Je considère que de nombreuses actions ont été engagées, notamment en comparaison de la décennie précédente, jusqu'en 2010. Je crois que le Président de la République Nicolas Sarkozy a vraiment pris conscience de la situation en 2010, à l'issue de la crise. J'aurais dû évoquer cette crise que nous avons gérée assez remarquablement à court terme. Cependant, contrairement aux Allemands, nous n'avons pas mis le chômage partiel en place. Dès lors, les industries ont réduit leurs emplois et ont perdu des compétences.
À partir de 2010, des actions ont été initiées. Le crédit d'impôt pour la compétitivité et l'emploi (CICE) n'a pas eu d'effet sur l'emploi massif, mais il a amélioré la capacité d'investissement des entreprises. Dans les années qui ont suivi, nous avons constaté que l'investissement des entreprises se redressait parce que leurs marges avaient augmenté. Les entrepreneurs ne souhaitent pas s'engager s'ils ne sont pas capables de dégager une rentabilité suffisante pour justifier leurs investissements.
Le CICE s'est depuis transformé en allégement de charges. Les entreprises y ont toutefois perdu six milliards d'euros.
La diminution des impôts de production était nécessaire et cette démarche engagée était courageuse.
Le pacte de responsabilité a également représenté plusieurs milliards d'euros. Il a été utile puisque nous constatons que l'industrie n'a plus perdu d'emplois en 2017, 2018 et 2019, que de nouveaux sites industriels ont été créés et que l'investissement s'est maintenu.
Malgré ces initiatives positives, nous ne rattraperons pas notre retard avant dix ou vingt ans. Nos concurrents progressent rapidement. En Allemagne, des usines neuves sortent de terre sur tout le territoire. C'est impressionnant et légèrement déprimant pour un Français. Quant à la Chine, elle peut construire des usines en trois mois, expropriation comprise. Les autres avancent et il nous appartient de faire en sorte d'avancer plus rapidement qu'eux.
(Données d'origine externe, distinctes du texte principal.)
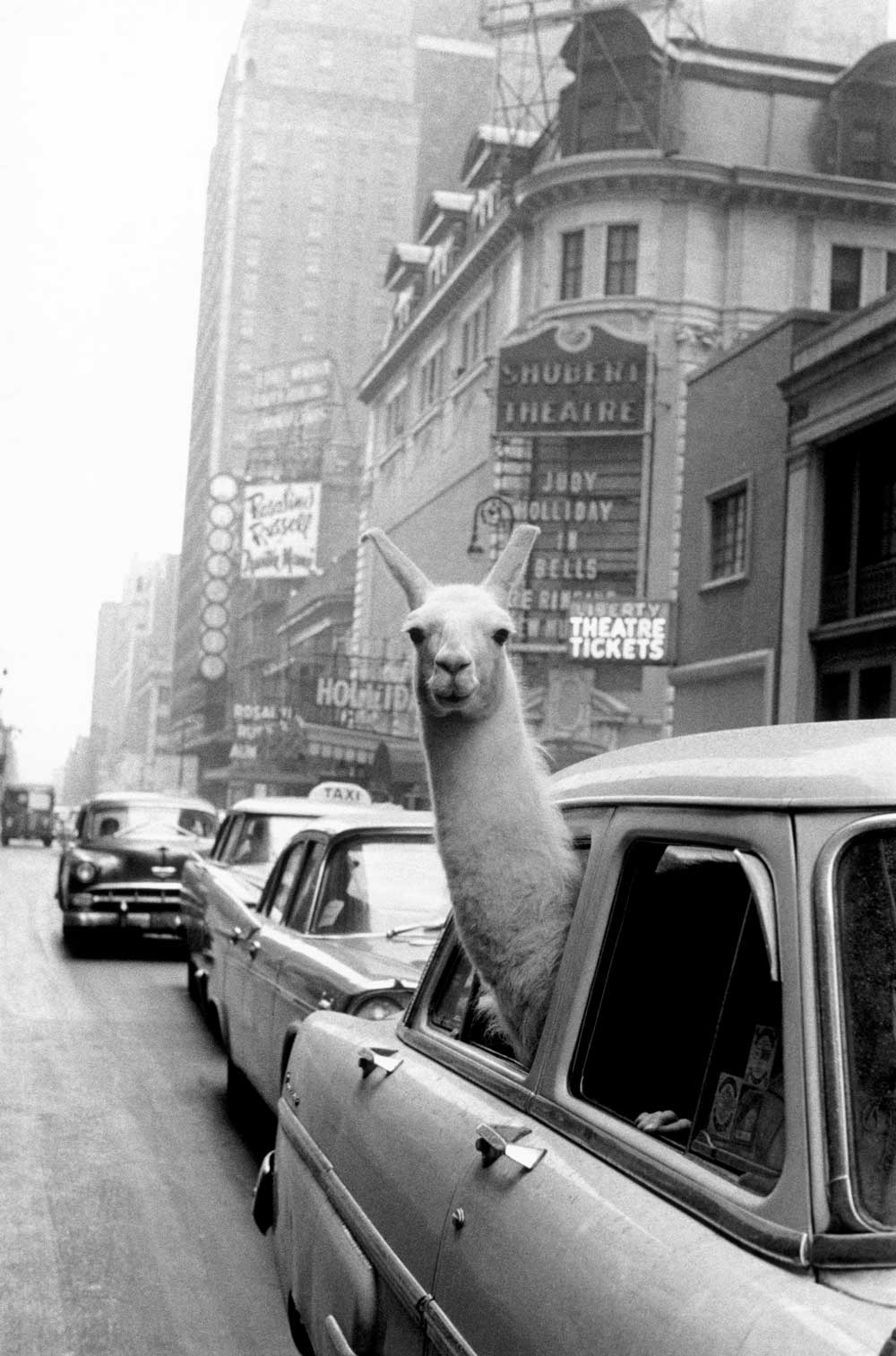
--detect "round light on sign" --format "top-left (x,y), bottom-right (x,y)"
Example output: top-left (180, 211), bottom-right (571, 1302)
top-left (209, 471), bottom-right (240, 503)
top-left (199, 631), bottom-right (228, 655)
top-left (199, 655), bottom-right (228, 682)
top-left (202, 579), bottom-right (230, 602)
top-left (202, 602), bottom-right (228, 631)
top-left (209, 528), bottom-right (233, 553)
top-left (206, 550), bottom-right (230, 579)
L'effort de recherche représente un point clé. Il s'élève actuellement à 2,2 % du PIB : il se répartit pour 1,4% à l'industrie et pour 0,8 % au public, où il était de 1,3 % en 1995, soit une diminution de dix milliards d'euros chaque année qui s'accumulent). Il convient de revenir à un effort d'environ 3 % du PIB, soit vingt milliards d'euros par an, à l'instar de l'Allemagne et des États-Unis. En Corée du Sud et en Israël (où la recherche est très liée à la défense), l'effort de recherche atteint 4,5 % du PIB.
Il convient également de poursuivre l'effort de diminution des charges et de mettre en place des systèmes qui évitent aux propriétaires de perdre le contrôle de leur entreprise, tout en augmentant leurs fonds propres. De nombreux industriels ne souhaitent pas augmenter leurs fonds propres, parce qu'ils craignent de perdre le contrôle de leur entreprise. Je souhaiterais que l'assurance-vie soit orientée vers le financement des investissements, mais les compagnies d'assurances sont réticentes et les épargnants préfèrent que leur argent soit placé en bons d'État français ou allemands. Il faut dans le même temps que les entreprises acceptent d'ouvrir leur capital.
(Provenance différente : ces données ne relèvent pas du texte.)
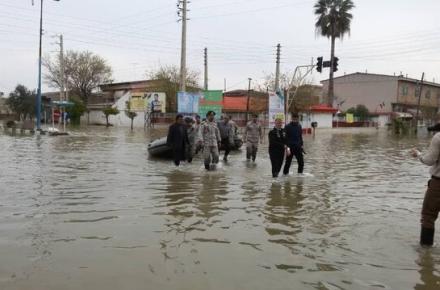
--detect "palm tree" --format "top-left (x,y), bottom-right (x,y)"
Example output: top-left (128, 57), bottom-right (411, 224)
top-left (314, 0), bottom-right (354, 106)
Je ne crois pas que la transformation de l'ISF en IFI ait drastiquement modifié la donne. Il est possible que cela ait évité à certains de se délocaliser ou de délocaliser leur fortune, mais je ne suis pas sûr que cette démarche ait produit un impact direct sur l'investissement. J'avais suggéré de maintenir l'ISF et de le supprimer uniquement pour les placements à risque qui reposent sur des actions, comme les plans d'épargne en actions (PEA). En revanche, je ne m'oppose pas à la taxation de la rente assurance-vie en euros et de la rente immobilière. Par ailleurs, l'IFI taxe la rente immobilière, mais j'aurais souhaité que la rente financière soit également taxée afin de favoriser la prise de risque financière.